Friday, May 08, 2020

Building Melbourne's Useful Network Part 44: Better buses in Melton township

Average house prices are a rough measure of a suburb's desirability. For a given distance from the Melbourne CBD west is cheaper than east and north is (mostly) cheaper than south. If you're after a house on a full sized block the suburbs around Melton (specifically Melton South) is normally the cheapest. Next cheapest is Werribee. Further up the price scale is Sunbury. 

All three clusters are on major radial rail and freeway corridors. Melton and Sunbury are about 40km from the Melbourne CBD and were classified as satellite cities in the 1970s. Werribee is closer in at 30km out, about half way to Geelong.


The fallen satellite?

By almost all urban measures Melton is the runt of this trio. You could even describe it as a 'fallen satellite'. About the only area where Melton can be considered successful is population growth and that is due to its low house and land prices. A recent parliamentary representative considered life there so burdensome that he claimed a living away from home allowance for a coastal property. Alan Davies suggested some reasons for Melton's failure as a satellite centre here. More herehere, here and here (from p344). 

Let's look at employment. The City of Melton has few local jobs relative to its population. And they're not very diversified. Most of Melton's working population must travel long distances outside it each day. More than any other part of Melbourne. The concept of a satellite city where commutes were shorter due to local jobs whose workers could live nearby hasn't really worked out here.

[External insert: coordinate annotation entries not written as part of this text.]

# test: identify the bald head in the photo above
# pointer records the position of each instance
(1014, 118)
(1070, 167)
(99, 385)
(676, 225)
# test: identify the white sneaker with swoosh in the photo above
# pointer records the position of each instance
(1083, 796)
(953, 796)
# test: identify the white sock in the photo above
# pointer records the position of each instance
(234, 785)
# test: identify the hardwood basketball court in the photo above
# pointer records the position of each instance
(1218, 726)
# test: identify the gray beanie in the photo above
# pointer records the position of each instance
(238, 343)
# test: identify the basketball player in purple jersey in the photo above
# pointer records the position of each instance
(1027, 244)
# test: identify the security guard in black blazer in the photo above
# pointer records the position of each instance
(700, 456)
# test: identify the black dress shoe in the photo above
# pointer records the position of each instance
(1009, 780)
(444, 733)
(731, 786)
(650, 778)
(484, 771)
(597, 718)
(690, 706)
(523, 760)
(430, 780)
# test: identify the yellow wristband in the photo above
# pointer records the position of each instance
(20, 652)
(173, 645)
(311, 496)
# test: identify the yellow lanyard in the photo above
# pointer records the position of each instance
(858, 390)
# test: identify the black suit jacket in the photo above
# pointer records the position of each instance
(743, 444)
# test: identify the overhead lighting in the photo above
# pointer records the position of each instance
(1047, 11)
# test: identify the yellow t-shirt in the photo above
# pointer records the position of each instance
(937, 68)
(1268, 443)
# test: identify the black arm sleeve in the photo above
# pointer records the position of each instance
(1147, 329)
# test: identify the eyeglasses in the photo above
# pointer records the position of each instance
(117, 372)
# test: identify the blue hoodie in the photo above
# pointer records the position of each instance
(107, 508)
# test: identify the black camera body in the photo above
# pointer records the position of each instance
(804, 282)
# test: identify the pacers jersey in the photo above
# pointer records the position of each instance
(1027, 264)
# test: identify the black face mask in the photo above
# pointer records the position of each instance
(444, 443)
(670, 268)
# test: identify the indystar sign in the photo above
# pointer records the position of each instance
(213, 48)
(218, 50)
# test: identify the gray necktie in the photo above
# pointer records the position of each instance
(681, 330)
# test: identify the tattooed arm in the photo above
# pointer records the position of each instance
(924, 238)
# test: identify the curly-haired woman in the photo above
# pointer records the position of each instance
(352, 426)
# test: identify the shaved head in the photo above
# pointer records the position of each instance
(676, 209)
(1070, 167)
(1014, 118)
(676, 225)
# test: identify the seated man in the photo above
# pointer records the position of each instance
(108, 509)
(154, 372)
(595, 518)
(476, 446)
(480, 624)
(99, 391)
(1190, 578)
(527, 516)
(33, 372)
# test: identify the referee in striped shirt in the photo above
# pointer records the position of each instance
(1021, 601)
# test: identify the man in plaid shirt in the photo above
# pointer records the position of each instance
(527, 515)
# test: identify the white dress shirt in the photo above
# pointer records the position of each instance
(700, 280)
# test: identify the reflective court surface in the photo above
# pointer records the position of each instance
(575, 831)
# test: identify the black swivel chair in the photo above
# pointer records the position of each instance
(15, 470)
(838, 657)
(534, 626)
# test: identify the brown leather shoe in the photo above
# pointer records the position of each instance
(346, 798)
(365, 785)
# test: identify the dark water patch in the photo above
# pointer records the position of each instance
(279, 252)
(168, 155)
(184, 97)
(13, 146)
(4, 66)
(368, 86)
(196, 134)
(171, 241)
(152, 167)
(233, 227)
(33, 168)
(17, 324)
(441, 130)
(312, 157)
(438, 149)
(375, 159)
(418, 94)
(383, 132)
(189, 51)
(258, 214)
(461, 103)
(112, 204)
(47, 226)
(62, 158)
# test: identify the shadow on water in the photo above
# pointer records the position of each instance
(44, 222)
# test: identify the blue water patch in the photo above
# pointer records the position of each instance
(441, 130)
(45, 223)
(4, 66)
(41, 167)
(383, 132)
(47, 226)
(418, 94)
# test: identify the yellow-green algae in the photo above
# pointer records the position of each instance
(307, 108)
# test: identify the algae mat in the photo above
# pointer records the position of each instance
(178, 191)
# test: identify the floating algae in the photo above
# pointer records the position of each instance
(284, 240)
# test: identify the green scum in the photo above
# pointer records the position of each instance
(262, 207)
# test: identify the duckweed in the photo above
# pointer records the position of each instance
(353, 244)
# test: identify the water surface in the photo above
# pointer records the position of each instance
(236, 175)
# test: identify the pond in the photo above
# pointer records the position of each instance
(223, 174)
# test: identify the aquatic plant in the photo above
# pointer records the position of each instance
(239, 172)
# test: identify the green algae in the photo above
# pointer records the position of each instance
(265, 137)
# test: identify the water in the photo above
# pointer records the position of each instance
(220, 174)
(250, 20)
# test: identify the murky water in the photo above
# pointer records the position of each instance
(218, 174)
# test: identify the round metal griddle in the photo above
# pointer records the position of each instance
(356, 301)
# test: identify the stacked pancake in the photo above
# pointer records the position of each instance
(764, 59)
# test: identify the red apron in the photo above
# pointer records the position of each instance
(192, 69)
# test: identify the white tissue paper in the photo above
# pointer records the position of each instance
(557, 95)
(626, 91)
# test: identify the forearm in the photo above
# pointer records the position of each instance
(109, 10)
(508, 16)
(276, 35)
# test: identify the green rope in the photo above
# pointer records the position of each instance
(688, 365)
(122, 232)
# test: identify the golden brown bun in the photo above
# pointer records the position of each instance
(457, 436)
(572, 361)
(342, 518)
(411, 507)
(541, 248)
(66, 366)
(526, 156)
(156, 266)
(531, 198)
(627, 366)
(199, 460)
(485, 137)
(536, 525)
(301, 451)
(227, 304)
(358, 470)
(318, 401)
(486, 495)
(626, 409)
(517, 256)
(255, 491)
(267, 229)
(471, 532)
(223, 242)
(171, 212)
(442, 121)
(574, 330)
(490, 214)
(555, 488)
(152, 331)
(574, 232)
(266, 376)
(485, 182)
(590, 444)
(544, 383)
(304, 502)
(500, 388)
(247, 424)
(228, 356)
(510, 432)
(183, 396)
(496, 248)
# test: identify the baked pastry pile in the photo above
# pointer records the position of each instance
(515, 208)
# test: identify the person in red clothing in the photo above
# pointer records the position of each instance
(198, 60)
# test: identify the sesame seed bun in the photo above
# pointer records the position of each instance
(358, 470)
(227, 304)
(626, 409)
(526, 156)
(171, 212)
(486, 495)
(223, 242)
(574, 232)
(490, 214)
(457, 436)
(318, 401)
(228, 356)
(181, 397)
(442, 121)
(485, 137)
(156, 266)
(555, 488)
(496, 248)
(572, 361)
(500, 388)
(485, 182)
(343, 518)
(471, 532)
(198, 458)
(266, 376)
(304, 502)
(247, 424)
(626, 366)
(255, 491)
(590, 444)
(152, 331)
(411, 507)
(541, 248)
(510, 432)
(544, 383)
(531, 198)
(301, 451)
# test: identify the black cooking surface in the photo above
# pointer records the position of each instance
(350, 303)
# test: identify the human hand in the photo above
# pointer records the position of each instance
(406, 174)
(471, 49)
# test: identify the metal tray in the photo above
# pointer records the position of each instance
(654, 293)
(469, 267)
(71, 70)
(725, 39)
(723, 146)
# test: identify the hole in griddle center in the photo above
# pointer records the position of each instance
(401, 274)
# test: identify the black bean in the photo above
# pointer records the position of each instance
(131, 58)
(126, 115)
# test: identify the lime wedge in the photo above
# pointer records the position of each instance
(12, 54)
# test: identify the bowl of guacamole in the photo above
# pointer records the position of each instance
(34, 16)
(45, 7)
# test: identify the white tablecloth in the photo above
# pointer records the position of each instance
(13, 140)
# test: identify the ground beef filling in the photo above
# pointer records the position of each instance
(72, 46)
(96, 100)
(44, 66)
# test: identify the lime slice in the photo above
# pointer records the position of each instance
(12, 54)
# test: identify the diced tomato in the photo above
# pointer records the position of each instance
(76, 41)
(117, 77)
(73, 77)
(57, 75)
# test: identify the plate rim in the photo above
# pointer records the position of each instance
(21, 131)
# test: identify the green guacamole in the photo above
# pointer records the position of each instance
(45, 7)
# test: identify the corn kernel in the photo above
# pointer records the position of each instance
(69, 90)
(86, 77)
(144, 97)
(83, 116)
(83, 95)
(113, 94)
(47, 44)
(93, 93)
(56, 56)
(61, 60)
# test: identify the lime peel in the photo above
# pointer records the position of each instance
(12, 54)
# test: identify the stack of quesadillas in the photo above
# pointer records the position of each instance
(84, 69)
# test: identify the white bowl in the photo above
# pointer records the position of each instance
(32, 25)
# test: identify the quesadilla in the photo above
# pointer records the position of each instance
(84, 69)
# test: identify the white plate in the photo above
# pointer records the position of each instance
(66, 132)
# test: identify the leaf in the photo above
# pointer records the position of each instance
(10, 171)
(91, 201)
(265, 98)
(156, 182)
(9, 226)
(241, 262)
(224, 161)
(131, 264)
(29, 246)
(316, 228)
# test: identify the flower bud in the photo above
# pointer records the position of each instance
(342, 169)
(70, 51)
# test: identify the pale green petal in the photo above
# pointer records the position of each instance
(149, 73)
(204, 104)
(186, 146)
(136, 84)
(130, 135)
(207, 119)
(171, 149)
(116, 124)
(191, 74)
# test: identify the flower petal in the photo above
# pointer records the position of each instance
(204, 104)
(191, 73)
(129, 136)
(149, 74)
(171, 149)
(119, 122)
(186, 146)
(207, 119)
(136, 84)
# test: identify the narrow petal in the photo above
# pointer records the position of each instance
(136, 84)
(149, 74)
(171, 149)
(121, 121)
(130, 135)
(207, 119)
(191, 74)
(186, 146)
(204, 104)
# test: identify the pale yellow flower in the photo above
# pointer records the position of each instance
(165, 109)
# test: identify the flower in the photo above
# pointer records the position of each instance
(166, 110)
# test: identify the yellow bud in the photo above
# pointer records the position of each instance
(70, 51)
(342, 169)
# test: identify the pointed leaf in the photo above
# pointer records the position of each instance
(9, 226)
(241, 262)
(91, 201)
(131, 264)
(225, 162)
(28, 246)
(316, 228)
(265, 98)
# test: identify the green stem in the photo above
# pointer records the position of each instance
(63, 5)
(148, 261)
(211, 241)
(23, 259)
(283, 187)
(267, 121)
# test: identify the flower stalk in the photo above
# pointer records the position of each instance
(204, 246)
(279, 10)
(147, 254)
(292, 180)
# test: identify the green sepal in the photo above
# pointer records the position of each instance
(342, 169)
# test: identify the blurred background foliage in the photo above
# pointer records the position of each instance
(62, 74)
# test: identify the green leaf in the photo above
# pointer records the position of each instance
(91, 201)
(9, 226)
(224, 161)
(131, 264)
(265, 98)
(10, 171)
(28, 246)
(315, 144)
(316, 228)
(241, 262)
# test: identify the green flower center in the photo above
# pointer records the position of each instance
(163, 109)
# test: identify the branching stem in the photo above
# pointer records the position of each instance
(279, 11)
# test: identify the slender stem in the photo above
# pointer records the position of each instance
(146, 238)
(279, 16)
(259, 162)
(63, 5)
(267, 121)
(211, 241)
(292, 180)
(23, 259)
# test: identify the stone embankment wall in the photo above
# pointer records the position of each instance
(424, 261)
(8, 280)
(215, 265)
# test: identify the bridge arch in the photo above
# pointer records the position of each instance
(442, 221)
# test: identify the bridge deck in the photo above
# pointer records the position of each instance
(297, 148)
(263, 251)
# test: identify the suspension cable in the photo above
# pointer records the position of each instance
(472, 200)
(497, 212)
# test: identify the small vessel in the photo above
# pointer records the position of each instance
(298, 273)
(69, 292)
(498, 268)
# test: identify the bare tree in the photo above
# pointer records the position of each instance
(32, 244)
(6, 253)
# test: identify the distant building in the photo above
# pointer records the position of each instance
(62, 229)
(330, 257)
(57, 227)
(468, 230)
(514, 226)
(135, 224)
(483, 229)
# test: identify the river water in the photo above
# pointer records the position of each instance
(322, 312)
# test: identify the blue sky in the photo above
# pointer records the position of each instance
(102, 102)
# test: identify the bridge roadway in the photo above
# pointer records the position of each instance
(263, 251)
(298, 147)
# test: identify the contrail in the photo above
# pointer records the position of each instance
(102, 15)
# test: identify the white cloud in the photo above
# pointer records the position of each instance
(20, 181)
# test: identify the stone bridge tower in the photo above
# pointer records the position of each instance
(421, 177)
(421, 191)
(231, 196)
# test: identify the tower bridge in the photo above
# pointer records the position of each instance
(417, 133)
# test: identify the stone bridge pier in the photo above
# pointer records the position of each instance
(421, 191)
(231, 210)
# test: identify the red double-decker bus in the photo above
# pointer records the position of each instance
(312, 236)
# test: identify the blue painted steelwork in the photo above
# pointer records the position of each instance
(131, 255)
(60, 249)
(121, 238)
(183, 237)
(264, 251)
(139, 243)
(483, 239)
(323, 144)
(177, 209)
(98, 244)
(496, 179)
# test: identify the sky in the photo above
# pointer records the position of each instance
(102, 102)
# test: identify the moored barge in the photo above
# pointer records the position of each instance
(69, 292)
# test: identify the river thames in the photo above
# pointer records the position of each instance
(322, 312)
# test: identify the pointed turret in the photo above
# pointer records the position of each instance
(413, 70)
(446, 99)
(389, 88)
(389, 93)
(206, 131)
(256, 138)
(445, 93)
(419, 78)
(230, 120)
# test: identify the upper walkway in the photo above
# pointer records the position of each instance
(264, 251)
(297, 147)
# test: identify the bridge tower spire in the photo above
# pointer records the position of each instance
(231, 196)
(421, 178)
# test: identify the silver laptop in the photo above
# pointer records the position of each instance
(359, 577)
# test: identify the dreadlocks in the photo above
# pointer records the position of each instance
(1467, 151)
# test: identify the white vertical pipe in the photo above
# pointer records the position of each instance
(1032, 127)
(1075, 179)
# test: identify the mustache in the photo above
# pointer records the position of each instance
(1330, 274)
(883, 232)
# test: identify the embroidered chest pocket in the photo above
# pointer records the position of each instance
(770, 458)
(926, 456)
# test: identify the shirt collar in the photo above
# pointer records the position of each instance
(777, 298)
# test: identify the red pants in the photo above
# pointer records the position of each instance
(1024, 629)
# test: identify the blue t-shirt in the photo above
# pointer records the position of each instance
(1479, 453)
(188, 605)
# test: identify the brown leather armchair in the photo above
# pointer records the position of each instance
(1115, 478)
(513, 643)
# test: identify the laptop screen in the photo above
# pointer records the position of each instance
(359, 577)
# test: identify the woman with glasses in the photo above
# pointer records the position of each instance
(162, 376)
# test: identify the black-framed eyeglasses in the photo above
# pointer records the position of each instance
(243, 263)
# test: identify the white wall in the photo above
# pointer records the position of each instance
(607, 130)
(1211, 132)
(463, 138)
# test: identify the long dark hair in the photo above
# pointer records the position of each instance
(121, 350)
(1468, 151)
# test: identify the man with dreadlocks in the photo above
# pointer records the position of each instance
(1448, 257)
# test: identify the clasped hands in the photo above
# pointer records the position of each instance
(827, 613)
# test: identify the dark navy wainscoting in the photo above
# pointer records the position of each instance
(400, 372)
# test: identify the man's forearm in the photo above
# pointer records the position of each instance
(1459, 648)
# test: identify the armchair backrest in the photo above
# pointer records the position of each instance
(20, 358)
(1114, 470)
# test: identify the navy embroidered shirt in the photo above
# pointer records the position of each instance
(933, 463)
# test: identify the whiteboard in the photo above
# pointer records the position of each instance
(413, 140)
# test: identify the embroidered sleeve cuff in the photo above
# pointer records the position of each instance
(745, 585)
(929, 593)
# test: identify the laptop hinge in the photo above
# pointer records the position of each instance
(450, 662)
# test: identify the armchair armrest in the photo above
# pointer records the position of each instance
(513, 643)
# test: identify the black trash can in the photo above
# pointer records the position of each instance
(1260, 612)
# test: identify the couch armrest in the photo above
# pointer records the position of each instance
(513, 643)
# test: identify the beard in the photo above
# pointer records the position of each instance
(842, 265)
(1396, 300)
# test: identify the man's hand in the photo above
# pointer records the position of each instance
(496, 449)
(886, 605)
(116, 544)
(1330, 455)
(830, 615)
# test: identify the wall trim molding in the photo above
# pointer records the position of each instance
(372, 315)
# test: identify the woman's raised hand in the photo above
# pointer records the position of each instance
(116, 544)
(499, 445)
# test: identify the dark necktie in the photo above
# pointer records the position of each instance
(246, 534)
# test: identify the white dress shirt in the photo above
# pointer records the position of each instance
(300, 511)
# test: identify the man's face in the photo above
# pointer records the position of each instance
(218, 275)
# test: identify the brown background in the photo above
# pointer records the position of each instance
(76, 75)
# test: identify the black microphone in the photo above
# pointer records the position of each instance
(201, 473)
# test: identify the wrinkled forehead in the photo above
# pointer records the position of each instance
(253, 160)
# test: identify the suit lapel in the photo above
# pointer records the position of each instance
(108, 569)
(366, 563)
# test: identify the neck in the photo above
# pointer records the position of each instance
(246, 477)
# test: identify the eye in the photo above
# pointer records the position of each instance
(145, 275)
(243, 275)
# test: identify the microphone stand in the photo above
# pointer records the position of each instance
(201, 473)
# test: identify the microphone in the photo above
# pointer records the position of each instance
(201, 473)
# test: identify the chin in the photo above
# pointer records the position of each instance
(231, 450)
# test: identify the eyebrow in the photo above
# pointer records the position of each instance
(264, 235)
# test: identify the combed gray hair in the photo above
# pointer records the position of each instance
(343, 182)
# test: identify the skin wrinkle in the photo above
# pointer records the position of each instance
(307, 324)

Then there's education. You'd think that a suburb with a surging youth population would be an attractive place to put a higher education campus. Unfortunately Melton (and Sunbury) got the not-very-rich Victoria University which abandoned its outer campuses some time ago. Public libraries are rare with just two in the entire municipality. Other municipalities with less population have two or three times the  number of libraries. Secondary education is also lacking; Berwick and Werribee got government select entry high schools but Melton missed out. In fact missing out to Werribee is a common theme for Melton as you'll see later, especially with regards to transport.  

Melton lacks a substantial hospital the size you see in places like Clayton, Sunshine/St Albans or even Werribee. Instead its nearest is at Bacchus Marsh, dating from when it was a country town. Even retail is limited. Unlike main streets in Werribee and Sunbury (which abut rail) Melton's has had its life sucked out of it by the expanding Woodgrove centre. That almost has a monopoly with very few secondary centres nearer peoples homes.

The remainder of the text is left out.